What’s in it for people

A robust profile allows employees to brand themselves, advertise their expertise and accomplishments, and engage with others across the globe who are like-minded or share interests. Personal development can be self-directed and tailored to an individual’s aspirations and goals. Experiential opportunities build leadership and create exposure through channels and affiliations previously unavailable or difficult to find. More avenues for participation create an environment differentiated by broad exposure to career and mobility opportunities, where talent is challenged, engaged, and fulfilled.

A universal employee profile – one designed as a digital utility in an employee experience — is a win-win for the organization and for people. Far-reaching benefits and capabilities are at stake, and it’s time to get this right.

Enabling purposeful confluences of employer/employee brand

A universal employee profile – one designed as a digital utility in an employee experience — is a win-win for the organization and for people. Far-reaching benefits and capabilities are at stake, and it’s time to get this right.

Employees respond intuitively to experiences that are hyper-personalized and individually meaningful in context across large business ecosystems.
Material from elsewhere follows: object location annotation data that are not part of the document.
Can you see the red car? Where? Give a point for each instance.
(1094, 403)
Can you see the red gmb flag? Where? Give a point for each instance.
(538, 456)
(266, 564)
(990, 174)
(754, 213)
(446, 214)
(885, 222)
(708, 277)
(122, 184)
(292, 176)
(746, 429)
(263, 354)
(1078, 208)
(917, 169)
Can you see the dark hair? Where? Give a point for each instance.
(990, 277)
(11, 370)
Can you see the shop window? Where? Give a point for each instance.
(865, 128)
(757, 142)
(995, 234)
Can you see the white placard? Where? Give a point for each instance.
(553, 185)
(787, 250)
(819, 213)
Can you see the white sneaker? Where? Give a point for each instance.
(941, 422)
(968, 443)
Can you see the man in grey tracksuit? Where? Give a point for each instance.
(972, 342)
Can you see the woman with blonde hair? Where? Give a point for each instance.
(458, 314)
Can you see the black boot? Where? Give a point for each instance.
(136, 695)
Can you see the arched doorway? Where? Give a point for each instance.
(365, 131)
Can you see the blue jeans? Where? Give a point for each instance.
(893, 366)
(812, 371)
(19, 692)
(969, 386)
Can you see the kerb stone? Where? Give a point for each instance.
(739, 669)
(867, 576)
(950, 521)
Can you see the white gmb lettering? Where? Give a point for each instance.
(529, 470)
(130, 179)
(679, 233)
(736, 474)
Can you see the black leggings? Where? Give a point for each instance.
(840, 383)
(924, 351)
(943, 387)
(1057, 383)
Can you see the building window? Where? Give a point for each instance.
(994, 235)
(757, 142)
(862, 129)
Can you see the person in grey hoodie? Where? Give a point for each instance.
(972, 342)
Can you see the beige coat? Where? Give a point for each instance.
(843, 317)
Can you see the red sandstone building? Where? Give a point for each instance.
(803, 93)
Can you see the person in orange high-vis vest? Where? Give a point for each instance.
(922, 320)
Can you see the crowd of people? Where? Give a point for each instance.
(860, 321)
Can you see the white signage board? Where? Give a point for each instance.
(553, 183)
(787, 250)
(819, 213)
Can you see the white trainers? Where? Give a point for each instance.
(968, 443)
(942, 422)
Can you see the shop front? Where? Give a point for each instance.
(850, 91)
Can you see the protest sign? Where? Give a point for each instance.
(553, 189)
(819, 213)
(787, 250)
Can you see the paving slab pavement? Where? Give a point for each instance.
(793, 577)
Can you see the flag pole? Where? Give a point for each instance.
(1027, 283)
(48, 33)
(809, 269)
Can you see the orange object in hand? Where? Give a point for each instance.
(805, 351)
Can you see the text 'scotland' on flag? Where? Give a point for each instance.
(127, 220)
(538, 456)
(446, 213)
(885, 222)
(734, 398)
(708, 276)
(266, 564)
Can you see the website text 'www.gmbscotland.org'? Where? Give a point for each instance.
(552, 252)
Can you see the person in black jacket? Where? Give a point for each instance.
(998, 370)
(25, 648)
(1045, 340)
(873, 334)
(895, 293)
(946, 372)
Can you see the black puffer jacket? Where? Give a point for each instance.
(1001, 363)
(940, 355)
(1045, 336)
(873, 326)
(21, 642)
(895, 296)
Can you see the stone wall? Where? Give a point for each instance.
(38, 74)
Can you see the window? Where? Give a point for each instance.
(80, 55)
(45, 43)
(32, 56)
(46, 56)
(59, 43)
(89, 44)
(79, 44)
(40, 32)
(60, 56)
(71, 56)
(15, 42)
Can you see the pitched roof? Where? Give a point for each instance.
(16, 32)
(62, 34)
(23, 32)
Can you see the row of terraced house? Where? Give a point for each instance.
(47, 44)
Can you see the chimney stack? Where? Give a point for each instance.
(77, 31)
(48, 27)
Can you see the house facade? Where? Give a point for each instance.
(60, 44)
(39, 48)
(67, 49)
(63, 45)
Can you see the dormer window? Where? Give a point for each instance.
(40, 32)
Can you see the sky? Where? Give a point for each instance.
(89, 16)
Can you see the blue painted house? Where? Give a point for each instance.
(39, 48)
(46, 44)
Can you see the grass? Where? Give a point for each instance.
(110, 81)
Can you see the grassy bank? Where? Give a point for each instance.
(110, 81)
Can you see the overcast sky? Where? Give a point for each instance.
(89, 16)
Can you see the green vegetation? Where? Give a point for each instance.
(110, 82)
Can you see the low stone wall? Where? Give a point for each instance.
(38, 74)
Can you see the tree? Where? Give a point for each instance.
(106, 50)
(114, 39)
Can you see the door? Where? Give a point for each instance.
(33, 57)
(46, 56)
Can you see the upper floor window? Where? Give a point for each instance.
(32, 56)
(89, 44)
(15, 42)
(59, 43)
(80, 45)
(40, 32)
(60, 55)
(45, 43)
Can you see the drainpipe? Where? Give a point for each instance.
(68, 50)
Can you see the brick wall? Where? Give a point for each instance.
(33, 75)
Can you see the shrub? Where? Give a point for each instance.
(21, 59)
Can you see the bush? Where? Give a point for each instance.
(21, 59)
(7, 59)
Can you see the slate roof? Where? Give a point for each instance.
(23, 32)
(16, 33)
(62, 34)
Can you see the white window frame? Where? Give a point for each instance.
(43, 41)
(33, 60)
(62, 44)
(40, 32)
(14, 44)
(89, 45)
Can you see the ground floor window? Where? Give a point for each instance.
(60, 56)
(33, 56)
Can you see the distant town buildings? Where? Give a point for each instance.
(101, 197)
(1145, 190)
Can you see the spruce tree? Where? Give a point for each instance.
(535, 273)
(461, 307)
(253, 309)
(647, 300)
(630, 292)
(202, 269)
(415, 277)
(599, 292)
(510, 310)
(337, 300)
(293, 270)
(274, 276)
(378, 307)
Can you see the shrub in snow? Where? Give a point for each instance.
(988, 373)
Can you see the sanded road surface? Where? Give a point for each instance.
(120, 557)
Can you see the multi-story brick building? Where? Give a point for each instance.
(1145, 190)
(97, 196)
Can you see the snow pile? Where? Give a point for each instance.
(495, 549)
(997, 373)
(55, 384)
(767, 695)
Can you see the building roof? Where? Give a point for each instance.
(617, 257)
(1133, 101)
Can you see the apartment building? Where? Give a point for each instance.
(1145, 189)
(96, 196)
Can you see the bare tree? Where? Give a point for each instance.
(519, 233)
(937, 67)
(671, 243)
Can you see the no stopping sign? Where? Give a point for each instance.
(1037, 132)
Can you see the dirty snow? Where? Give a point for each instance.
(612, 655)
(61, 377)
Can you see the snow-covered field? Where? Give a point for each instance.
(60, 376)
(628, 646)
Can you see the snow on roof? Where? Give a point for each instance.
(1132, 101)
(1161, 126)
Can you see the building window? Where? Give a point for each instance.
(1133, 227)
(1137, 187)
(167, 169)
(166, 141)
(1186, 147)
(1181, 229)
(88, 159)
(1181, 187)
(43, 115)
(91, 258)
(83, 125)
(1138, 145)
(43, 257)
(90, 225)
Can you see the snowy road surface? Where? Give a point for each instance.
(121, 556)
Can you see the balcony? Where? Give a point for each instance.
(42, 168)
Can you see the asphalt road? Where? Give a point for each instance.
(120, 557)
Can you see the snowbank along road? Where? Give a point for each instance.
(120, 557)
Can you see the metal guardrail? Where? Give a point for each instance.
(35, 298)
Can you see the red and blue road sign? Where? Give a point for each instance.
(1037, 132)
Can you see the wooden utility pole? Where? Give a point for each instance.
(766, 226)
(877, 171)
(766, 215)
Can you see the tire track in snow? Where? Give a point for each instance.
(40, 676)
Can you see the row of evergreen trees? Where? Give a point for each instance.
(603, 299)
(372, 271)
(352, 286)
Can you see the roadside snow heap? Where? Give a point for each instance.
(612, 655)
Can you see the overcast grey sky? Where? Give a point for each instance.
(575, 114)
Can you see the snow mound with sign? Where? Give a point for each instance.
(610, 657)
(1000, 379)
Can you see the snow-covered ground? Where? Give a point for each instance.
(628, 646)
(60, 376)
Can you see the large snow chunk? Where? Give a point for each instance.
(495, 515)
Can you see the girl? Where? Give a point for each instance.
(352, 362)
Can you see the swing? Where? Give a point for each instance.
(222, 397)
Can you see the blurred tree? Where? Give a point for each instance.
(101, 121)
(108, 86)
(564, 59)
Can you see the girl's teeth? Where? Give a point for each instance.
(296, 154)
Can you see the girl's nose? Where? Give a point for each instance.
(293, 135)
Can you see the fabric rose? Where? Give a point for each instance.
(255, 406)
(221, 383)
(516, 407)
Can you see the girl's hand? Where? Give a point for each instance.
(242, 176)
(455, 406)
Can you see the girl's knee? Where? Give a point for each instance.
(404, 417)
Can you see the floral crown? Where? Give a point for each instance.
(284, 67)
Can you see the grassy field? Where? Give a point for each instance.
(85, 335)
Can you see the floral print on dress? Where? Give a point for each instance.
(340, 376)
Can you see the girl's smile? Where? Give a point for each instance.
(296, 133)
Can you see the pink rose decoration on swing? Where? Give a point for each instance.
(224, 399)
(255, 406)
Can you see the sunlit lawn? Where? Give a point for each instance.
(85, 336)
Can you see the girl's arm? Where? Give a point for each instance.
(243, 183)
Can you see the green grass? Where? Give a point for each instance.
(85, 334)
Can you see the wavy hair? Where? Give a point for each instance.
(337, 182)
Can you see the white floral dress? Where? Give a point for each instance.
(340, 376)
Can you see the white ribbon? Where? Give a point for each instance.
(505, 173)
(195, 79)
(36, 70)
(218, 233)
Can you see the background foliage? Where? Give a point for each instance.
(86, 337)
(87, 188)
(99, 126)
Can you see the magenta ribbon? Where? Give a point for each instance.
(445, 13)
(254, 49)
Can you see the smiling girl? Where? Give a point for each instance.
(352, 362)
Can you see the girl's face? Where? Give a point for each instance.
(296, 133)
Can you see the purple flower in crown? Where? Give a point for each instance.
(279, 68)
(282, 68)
When these experiences are realized, businesses deliver cultural and brand alignment and execute digital business strategies, while the digital utility itself becomes a place where each employee’s personal and unique brand can flourish alongside (and inside) the organization’s. As employers strive to deliver rich, modern digital experiences that are expected by people and anticipated by consumer trends, the employee profile as a digital utility paves the way for cohesive individualized journeys and enables a purposeful confluence of employee-employer brand – a win-win for organizations and people.